Each item in the array is a separate color setting, with the key being the name of the setting, and the value being an array of data fields that defines how the setting is used. The fields are as follows:

  • title: the title of the color setting to be displayed on the Theme Options page.
  • styles: an array of CSS selectors and property names in the form of array($property, $selectors). The property names are the array keys and the selectors are the values in the array (which seems a little backwards, but you can only set one property per entry and you can specify multiple selectors by separating them with commas, just as you do in a CSS stylesheet).
  • defaults: an array of default values — one entry per color scheme. The names of the color schemes are the array keys with the default values being the values. The values should always be in hexadecimal format (e.g. #56f7dd). Currently there are only two default schemes, light and dark, and if you are going to add your own color settings you will need to provide the values used by (or are consistent with) the Light and Dark color schemes.

Here is an example of the above settings. It is from the default array used by the plugin:

array(...
   'menu_highlight_color' => array(
      'title' => 'Menu Highlight Color',
      'styles' => array(
         'background' => '#access li:hover > a, #access a:focus, #access ul ul *:hover > a',
         'border-bottom-color' => '#access ul ul a'),
      'defaults' => array(
         'light' => '#383838',
         'dark' => '#505050')
  ...);

Here is a list of the existing settings defined in the array:

text_color
title_color
metadata_color
page_color
window_color
background_contrast_color
blog_title_color
blog_description_color
header_background_color
menu_background_color
menu_highlight_color
menu_text_color

You may notice that link_color is missing from this list. This is because it is part of the basic Twenty Eleven theme package and cannot be modified using this filter.

The order of the settings in the array is the order in which they are displayed (after the link_color setting). You can alter the ordering of the array’s contents to influence the order in which they are displayed.

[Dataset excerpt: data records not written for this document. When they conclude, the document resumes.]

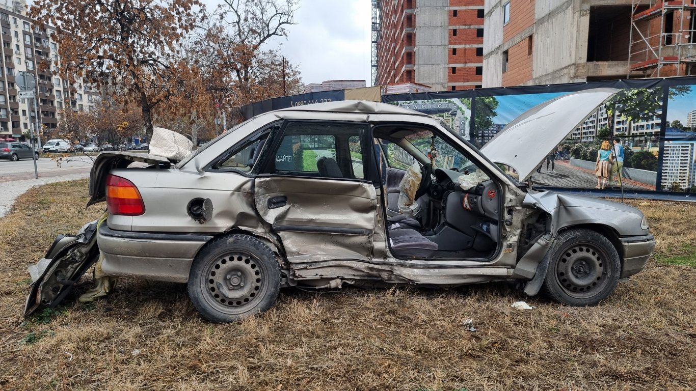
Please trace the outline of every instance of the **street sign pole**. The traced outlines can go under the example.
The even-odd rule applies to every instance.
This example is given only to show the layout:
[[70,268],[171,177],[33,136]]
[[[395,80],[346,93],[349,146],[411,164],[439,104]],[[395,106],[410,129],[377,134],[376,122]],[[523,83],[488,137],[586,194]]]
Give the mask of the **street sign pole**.
[[[17,86],[19,88],[19,92],[17,94],[19,97],[26,99],[27,101],[29,98],[33,99],[34,102],[34,112],[36,113],[36,124],[38,125],[39,121],[39,114],[38,111],[38,108],[36,106],[36,95],[34,94],[34,88],[38,90],[38,87],[36,86],[36,81],[34,80],[34,77],[30,74],[24,71],[19,71],[17,72],[17,75],[15,77],[15,82]],[[31,109],[30,109],[30,113]],[[36,135],[38,136],[39,129],[36,129]],[[29,139],[31,141],[31,150],[33,152],[33,154],[31,157],[32,160],[34,161],[34,179],[39,179],[39,170],[36,167],[36,144],[34,143],[34,132],[31,131],[31,124],[29,124]]]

Here is an example which adds a new color setting for changing the comment background color to the Theme Options page:

/**
 * Custom color settings filter callback. Adds a comment
 * background color setting to Theme Options.
 * @param array $settings array of color settings
 * @return array modified version of the settings array
 */
function my_custom_colors($settings) {
    $settings = array(
        'title' => 'Comment Background Color',
        'styles' => array('background' => '.commentlist > li.comment'),
        'defaults' => array('light' => '#F6F6F6', 'dark' => '#090909')
    );
    return $settings;
}

// Add the custom color settings filter.
add_filter('moz_theme_custom_colors', 'my_custom_colors');

Note: it is advisable to use a prefix like “my_” with any new settings values you add, just to make sure it doesn’t overwrite any new color settings the plugin may implement in future releases.

That’s all there is to it. Once you add that code to your blog’s code base, a new color settings option will appear on the Theme Options page (as long as the Custom Colors option is enabled, of course.)

You can modify any of the existing settings by accessing the $settings array using the key names listed above, and you can even remove a color setting completely by using the unset function on a key name. For example, if you want to dispose of the blog description color setting you would add unset($settings[‘blog_description_color’]) to your filter function. Note that the removal of the setting will not be recognized until you reload the Theme Options page with the filter in effect, and click Save Changes.

If you use this filter to add new color settings, feel free to share your work with us by posting it in the Support Forum for the plugin.

One Response to Adding Your Own Custom Color Settings

  1. Jack H says:

    Hi, the comment background color is exactly what I was looking for! I made the above change to my theme_options.php file. Unfotunately, the color change option appears on the options page but the color change didn’t work? Did I miss a step? Thanks for the great extension. Love it!